To test DiTaBBu's flexibility, three different versions of an existing book (``O Senhor Ventura", by Miguel Torga) were produced. Each version focused on different aspects on the automatic generation of DTBs, proving DiTaBBu's flexibility. The initial book content was composed by an audio file with the spoken text, the book textual content and a set of sidenotes, and synchronization information. This synchronization was performed automatically with speech recognition software. The first version created was defined to be available on an HTML+TIME player (Internet Explorer 6), with rich navigation mechanisms, synchronization presentation and complete presentation profile. The second version was targeted to a minimal playback platform (SMIL was the chosen output format). Content structures were trimmed down to paragraphs. No navigation mechanisms were integrated, albeit displaying the current presentation status concerning the table of contents. Regarding presentation, a stripped down profile was selected, with dimensioning for handheld devices. Lastly, the third configuration was defined to be audio only, geared towards visually impaired users. This version was also stripped down to its bare minimums, although reproduceable on a SMIL player. After transformation into the SMIL output format, an audio cue was introduced (in the form of a beep played in parallel with the main audio), to help on navigation tasks.


Accessibility is becoming a crucial issue for web based multimedia content, such as DTBs. As authoring tasks are error prone and time consuming regarding different kinds of users, as well as different usage scenarios, there is a need to automate production. DiTaBBu enables the production of complete book collections in an entirely automatic manner, with coherent UIs and interaction mechanisms, thus delivering more content to several target audiences.

Based on DiTaBBu, future directions are being delineated: transclusion mechanisms to support the integration of different kinds of external contents; integrate other content formats both on the initial input content and the final output format a DTB will be delivered; lastly, work is being done towards seamless integration between DiTaBBu and adaptive rich DTB playback platforms.


This work is partially supported by FCT (Fundação para a Ciência e Tecnologia), grant POSC/EIA/61042/2004.


[1] L. Carriço, C. Duarte, R. Lopes, M. Rodrigues, N. Guimarães. Building Rich User Interfaces for Digital Talking Books. In Computer-Aided Design of User Interfaces IV. Kluwer Academic Publishers 2005.

[2] L. Carriço, N. Guimarães, C. Duarte, T. Chambel, H. Simões. Spoken books: Multimodal interaction and information repurposing. In Proceedings of HCII’2003, International Conference on Human-Computer Interaction, pages 680–684, 2003.

[3] Daisy 3.0 Specification, 2005. Available at http://www.daisy.org/z3986/2005/z3986-2005.html.

[4] Jeff Ayars, Dick Bulterman, et al. Synchronized Multimedia Integration Language (SMIL 2.0). W3C Rec., 2001. Available at http://www.w3.org/TR/SMIL2.

[5] R. Lopes, L. Carriço. APP - Architecture for Pipelined Processing. IADIS International Conference WWW/Internet 2005, 2005.

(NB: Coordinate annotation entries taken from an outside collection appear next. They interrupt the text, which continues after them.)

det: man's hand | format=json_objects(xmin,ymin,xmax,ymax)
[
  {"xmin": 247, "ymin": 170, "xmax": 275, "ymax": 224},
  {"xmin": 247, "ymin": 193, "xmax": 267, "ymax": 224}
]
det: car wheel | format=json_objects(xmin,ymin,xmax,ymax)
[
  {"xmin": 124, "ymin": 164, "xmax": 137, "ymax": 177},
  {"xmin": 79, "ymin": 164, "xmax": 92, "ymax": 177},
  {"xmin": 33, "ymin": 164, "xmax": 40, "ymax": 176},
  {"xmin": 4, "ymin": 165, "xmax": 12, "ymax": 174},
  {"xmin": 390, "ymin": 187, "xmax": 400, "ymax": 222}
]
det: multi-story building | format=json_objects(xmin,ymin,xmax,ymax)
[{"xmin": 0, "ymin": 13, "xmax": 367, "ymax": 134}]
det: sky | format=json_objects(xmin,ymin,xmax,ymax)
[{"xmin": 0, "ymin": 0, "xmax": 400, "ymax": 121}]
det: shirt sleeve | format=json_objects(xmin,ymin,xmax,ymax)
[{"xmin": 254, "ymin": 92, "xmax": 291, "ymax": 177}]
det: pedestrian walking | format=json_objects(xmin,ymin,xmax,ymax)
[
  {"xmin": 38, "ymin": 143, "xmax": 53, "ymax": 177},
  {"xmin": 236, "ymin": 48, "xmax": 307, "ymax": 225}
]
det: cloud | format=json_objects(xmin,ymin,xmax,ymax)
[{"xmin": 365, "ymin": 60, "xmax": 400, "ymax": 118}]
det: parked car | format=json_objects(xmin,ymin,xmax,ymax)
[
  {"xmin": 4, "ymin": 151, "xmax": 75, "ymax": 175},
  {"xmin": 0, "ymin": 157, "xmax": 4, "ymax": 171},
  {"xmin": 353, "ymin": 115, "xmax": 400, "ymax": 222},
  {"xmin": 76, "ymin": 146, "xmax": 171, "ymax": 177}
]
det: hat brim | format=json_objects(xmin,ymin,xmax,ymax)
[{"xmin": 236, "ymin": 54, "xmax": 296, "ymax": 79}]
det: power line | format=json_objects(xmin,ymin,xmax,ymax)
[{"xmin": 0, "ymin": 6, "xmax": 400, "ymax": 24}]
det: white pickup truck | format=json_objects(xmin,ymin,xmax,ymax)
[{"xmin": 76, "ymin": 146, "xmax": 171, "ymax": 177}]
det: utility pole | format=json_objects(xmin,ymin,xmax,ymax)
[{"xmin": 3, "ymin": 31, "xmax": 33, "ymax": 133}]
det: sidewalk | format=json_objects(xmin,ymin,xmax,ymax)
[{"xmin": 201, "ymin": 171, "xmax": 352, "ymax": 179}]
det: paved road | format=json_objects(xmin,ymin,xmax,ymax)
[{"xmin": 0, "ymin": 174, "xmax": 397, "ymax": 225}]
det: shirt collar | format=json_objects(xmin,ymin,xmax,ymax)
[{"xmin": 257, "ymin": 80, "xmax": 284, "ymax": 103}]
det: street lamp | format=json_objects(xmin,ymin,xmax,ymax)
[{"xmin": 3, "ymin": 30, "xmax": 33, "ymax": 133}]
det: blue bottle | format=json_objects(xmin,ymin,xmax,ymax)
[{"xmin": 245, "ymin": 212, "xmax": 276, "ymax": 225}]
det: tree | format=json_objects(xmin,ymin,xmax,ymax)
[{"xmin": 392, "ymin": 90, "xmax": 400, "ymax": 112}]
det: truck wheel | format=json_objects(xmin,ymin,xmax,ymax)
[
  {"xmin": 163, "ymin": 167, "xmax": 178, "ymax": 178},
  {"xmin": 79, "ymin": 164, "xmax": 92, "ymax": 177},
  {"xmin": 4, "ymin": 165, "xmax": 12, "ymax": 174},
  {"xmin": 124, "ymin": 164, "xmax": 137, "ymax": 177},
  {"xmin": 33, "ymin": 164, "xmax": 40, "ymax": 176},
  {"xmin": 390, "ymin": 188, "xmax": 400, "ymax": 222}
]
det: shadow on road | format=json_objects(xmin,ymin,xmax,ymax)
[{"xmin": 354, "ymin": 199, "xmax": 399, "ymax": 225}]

[6] I. J. Pitt, A. D. N. Edwards. Improving the usability of speech-based interfaces for blind users. In Assets ’96: Proceedings of the 2nd annual ACM conference on Assistive technologies, pages 124–130, New York, USA, 1996. ACM Press.

[7] P. Schmitz, J. Yu, P. Santangeli. Timed Interactive Multimedia Extensions for HTML (HTML+TIME). W3C Note, 1998. http://www.w3.org/TR/NOTE-HTMLplusTIME.

[8] J. van Ossenbruggen, J. Geurts, F. Cornelissen, L. Rutledge, L. Hardman. Towards second and third generation web-based multimedia. The Tenth International World Wide Web Conference in Hong Kong, pages 479–488, May 1-5 2001.